Литмир - Электронная Библиотека

Он повлек Мотылькова на лестничный тупичок, где кончался всход и уже начинался дым. «Раковский тупик № 1» — кривились буквы, нанесены на стену пеплом и сажей. Львиное рабочее время обтекающий и каплющий проводил в тупичке и все назревшие жизненные коллизии превращал в дым.

— Ты знаешь, дружок, меня не волнует ничья личная жизнь, когда не грозит безопасности Вселенной. Но ты разволновал меня до слез! — говорил коллега Вовенарий. — Угости-ка сигаретами, моя «Стюардеска» обмочилась, а тебе и ник чему. Отдай! Твои легкие уже тяжелы, и жребий твой дрянь. Теперь тебя только на — жертвенный костер. Давай подсушись чуток… Ну, малохольный, ну, вонюхля! Посмотри на себя, любуемся ноздря в ноздрю! — и коллега Вовенарий апеллировал к стеклянному ящику на стене, откуда недружелюбно изучал Мотылькова пожарный кран с тюкнувшим кровь клювом. — Из пустяков делать неразрешимые проблемы! Несценические пиесы… Самка его бросила! Маруха, розетка! И не жди, не жди, я ее съел. Хочешь в теплый сад, полный неги и покоя?

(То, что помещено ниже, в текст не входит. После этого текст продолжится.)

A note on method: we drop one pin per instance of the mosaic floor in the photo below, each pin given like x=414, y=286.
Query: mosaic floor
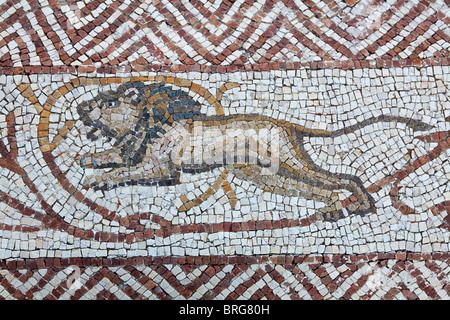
x=224, y=149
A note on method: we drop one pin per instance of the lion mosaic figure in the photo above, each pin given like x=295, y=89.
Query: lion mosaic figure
x=145, y=124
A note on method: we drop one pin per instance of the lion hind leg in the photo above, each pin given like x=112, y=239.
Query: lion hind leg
x=221, y=182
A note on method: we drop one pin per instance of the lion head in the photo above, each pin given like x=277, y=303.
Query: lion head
x=135, y=114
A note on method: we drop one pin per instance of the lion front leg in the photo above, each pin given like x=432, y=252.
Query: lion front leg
x=105, y=159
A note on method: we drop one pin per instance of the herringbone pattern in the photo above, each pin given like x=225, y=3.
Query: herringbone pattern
x=115, y=33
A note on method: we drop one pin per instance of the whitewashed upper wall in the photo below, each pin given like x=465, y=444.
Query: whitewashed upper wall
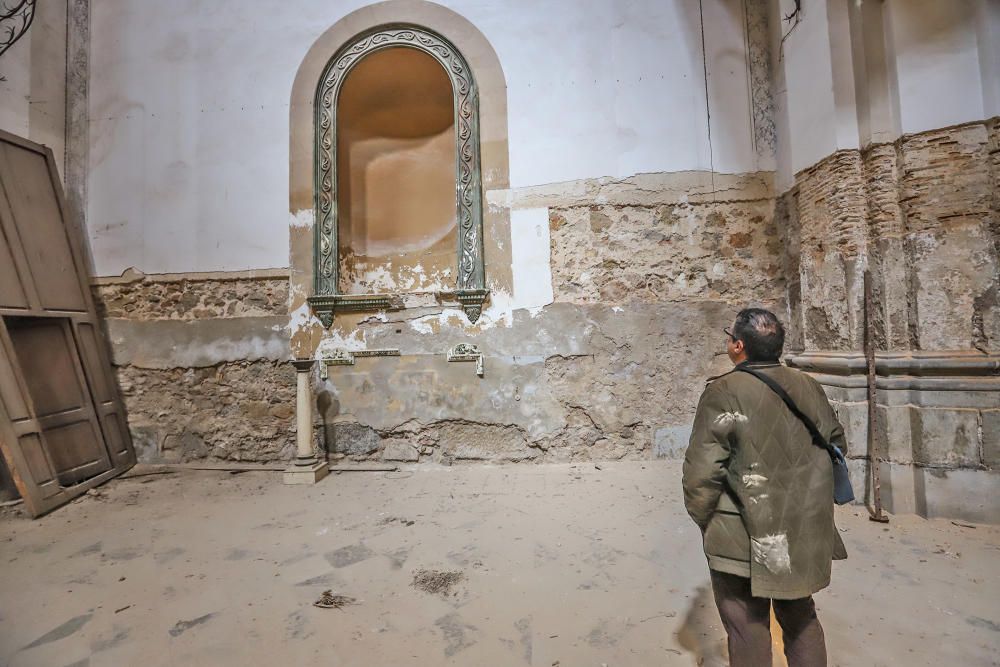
x=33, y=80
x=189, y=111
x=851, y=73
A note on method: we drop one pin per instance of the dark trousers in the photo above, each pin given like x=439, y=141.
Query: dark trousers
x=748, y=623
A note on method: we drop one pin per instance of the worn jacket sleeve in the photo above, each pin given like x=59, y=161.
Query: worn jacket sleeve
x=707, y=456
x=830, y=425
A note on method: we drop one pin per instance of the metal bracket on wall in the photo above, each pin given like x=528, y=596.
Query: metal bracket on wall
x=467, y=352
x=344, y=357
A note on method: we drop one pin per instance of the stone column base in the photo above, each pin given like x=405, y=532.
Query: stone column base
x=310, y=474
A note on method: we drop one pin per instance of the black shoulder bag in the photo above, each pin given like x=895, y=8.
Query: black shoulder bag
x=842, y=490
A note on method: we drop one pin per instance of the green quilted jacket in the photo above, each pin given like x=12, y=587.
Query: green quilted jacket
x=761, y=492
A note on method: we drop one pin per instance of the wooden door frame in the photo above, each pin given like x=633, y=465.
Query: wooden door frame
x=37, y=500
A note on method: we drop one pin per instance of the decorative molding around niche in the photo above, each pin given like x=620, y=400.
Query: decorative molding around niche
x=470, y=289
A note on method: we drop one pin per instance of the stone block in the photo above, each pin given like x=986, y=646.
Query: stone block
x=670, y=442
x=305, y=474
x=356, y=439
x=146, y=442
x=400, y=450
x=947, y=438
x=893, y=426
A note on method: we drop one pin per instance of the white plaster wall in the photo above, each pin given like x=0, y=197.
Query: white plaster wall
x=851, y=74
x=530, y=257
x=33, y=80
x=936, y=53
x=189, y=111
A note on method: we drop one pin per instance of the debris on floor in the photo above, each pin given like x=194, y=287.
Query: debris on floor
x=437, y=582
x=330, y=601
x=396, y=519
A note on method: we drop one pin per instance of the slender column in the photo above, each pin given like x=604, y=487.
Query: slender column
x=305, y=469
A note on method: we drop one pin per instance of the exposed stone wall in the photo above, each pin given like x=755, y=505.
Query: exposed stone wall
x=616, y=254
x=242, y=411
x=921, y=214
x=192, y=299
x=228, y=401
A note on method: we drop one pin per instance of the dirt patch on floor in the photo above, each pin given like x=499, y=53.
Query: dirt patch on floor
x=437, y=582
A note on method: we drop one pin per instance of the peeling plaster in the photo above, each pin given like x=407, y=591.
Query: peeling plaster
x=303, y=218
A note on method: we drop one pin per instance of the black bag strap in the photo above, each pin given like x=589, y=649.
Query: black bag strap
x=817, y=437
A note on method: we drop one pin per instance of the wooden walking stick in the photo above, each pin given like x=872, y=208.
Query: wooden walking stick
x=874, y=460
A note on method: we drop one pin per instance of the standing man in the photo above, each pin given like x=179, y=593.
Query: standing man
x=762, y=494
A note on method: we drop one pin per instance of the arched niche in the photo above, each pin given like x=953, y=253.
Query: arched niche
x=470, y=280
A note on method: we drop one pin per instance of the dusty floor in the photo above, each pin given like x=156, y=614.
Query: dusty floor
x=557, y=565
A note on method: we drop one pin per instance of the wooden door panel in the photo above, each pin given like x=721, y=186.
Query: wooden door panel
x=77, y=451
x=47, y=364
x=34, y=456
x=100, y=382
x=11, y=293
x=62, y=421
x=63, y=413
x=10, y=390
x=38, y=219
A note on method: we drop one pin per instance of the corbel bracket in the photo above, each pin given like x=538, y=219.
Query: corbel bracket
x=343, y=357
x=467, y=352
x=326, y=305
x=472, y=301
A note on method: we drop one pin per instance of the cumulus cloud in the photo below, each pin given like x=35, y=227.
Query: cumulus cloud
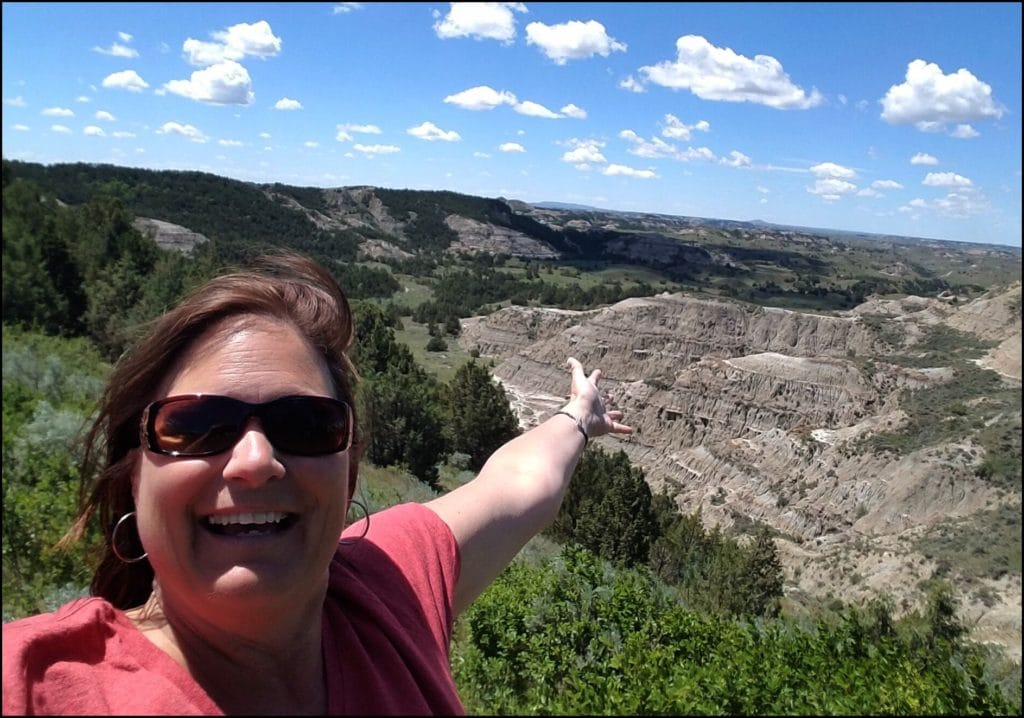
x=720, y=74
x=480, y=20
x=242, y=40
x=677, y=129
x=572, y=40
x=886, y=184
x=573, y=112
x=624, y=171
x=531, y=109
x=631, y=84
x=480, y=97
x=585, y=153
x=117, y=50
x=735, y=159
x=946, y=179
x=930, y=99
x=224, y=83
x=830, y=169
x=125, y=80
x=431, y=132
x=375, y=150
x=345, y=131
x=832, y=188
x=187, y=131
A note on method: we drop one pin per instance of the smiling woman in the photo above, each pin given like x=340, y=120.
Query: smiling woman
x=220, y=469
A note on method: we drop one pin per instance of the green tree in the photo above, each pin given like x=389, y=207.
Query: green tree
x=478, y=415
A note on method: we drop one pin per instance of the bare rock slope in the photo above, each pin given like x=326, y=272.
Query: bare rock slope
x=758, y=414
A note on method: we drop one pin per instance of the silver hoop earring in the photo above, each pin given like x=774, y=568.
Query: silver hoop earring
x=114, y=542
x=366, y=515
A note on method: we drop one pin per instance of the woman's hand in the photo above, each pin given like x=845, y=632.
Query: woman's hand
x=586, y=404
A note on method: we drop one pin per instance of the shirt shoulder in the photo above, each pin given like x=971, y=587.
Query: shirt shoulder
x=87, y=658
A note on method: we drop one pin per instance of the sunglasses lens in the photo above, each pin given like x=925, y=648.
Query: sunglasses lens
x=197, y=426
x=307, y=425
x=206, y=425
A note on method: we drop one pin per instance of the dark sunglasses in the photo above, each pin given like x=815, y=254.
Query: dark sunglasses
x=207, y=424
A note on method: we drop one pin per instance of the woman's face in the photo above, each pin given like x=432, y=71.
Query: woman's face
x=190, y=509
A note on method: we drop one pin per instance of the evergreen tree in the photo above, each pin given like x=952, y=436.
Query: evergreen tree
x=479, y=418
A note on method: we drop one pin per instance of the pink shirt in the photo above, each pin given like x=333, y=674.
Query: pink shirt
x=387, y=624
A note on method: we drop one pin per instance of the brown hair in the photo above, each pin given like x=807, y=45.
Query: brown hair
x=285, y=286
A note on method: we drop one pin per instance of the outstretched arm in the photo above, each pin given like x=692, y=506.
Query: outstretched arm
x=520, y=488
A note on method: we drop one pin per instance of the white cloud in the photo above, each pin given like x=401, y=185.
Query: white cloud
x=886, y=184
x=431, y=132
x=585, y=152
x=624, y=171
x=480, y=97
x=224, y=83
x=573, y=112
x=946, y=179
x=572, y=40
x=830, y=169
x=238, y=41
x=374, y=150
x=677, y=129
x=345, y=131
x=125, y=80
x=631, y=84
x=117, y=50
x=720, y=74
x=480, y=20
x=832, y=188
x=531, y=109
x=736, y=159
x=187, y=131
x=964, y=132
x=930, y=99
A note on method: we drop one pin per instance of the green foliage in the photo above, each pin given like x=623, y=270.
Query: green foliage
x=477, y=414
x=607, y=509
x=400, y=403
x=50, y=386
x=576, y=637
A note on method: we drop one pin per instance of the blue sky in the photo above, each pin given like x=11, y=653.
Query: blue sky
x=885, y=118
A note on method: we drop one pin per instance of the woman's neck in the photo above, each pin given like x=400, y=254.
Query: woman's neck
x=275, y=666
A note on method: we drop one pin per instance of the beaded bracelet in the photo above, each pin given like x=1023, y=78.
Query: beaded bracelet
x=579, y=423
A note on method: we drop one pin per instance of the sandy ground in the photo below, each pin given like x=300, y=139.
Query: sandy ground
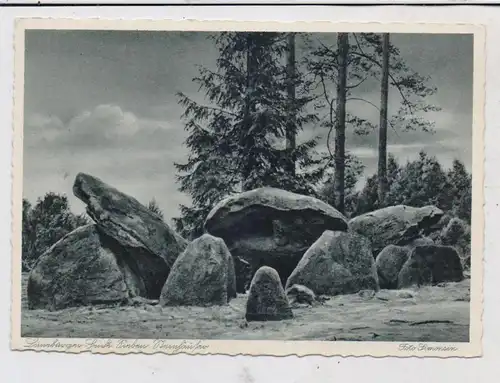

— Я прохожу жизнь стройно и бойко, споря с агитбригадой на колхозном току, — заметил Мотыльков. — Хотя ток меньше прозрачен, чем мечталось… выхлопы, выбросы, искореженные куски металла, то и дело роняемые космосом… Наконец, преломления на границе среды и среды, среды и четверга…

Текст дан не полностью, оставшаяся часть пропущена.